IRAN’S new President, Mahmoud Ahmedinejad, has unveiled his new cabinet. Iran watchers were after all right in prophesying that the new leader, demonised as a hardliner by the Western media, would choose men and women moulded in his own mirror image. Like Ahmedinejad, the new ministers identify with the ideals of Islamic Iran.



Without getting sidetracked by totally misleading adjectives like hardliners and moderates, what should concern the world, particularly this part of the world, is what direction Iran will take under President Ahmedinejad and his team. And, more importantly, if Iran’s new leaders are conscious of changing geopolitical realities and formidable challenges confronting Iran today.

Ahmedinejad’s rhetoric during the presidential election campaign can be forgiven as political expediency. But now that he is the president of a big nation of 70 million people, he should be more restrained and reasonable in his words and actions.

Iran’s toughened stance on the issue of its nuclear programme goes to underscore the confrontationist approach of the new leader. The totally unnecessary confrontation with the West and the United States over the issue does not inspire confidence in the leadership of President Ahmedinejad. The collision with the West could lead to retaliatory economic and political action against Iran.

Can the already isolated Iran afford economic sanctions and, possibly, military action? We are not talking about the regime or its immediate supporters. At stake is the future of a nation of 70 million people. As their leader and CEO of Iran, Ahmedinejad should think long and hard before throwing Iran on a dangerous collision course with the rest of the world. Can his people, already paying the price for decades of economic mismanagement, afford a full-fledged showdown with the West? Is the new leader serving Iran’s and its people’s best interests by chasing the chimera of nuclear power particularly when many in the country are still denied the basic amenities of life such as food, water and security?

Iran’s new leaders, elected representatives of the people, mustn’t forget that eventually they will have to account for their actions. They must take into account all possible consequences before embarking on a risky and costly adventure.

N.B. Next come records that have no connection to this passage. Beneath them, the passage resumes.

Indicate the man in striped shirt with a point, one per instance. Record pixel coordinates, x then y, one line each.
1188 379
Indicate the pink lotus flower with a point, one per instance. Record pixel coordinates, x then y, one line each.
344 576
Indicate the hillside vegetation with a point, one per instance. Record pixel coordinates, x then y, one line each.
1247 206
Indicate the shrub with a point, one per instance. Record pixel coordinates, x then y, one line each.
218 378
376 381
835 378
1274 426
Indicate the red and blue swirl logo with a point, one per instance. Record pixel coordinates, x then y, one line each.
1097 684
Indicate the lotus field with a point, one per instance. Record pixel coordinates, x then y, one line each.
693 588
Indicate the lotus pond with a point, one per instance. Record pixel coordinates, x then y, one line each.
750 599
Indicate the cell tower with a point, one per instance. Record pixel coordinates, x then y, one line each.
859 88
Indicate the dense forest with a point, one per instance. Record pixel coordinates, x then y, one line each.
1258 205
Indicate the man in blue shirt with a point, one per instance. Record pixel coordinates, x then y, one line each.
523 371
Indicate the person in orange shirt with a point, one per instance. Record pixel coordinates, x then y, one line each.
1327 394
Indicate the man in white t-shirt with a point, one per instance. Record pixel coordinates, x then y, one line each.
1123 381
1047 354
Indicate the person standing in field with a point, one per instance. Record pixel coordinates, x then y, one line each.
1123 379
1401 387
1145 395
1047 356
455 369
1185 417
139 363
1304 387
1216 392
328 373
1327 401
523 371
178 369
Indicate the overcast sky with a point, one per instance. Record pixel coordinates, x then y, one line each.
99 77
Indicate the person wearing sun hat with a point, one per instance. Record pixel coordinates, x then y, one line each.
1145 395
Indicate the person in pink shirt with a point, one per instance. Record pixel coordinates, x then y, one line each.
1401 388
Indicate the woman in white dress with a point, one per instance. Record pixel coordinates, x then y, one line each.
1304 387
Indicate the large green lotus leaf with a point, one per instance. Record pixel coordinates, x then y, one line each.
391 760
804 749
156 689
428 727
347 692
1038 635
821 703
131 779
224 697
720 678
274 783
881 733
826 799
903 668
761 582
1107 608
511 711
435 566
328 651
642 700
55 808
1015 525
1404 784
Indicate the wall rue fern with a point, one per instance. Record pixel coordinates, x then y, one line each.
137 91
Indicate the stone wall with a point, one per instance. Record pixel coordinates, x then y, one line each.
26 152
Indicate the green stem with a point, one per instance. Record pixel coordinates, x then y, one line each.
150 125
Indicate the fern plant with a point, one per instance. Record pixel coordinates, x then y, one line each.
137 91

President Ahmedinejad and his ministers, instead of pursuing the delusions of grandeur, would do well to address themselves to the job for which they have been chosen. Iran needs to make a fresh start, not by acquiring military muscle but by helping its people become self-reliant, prosperous and at peace with themselves. The new leaders would best serve their country and people by mending Iran’s ties with the world and restoring its rightful place in the comity of nations.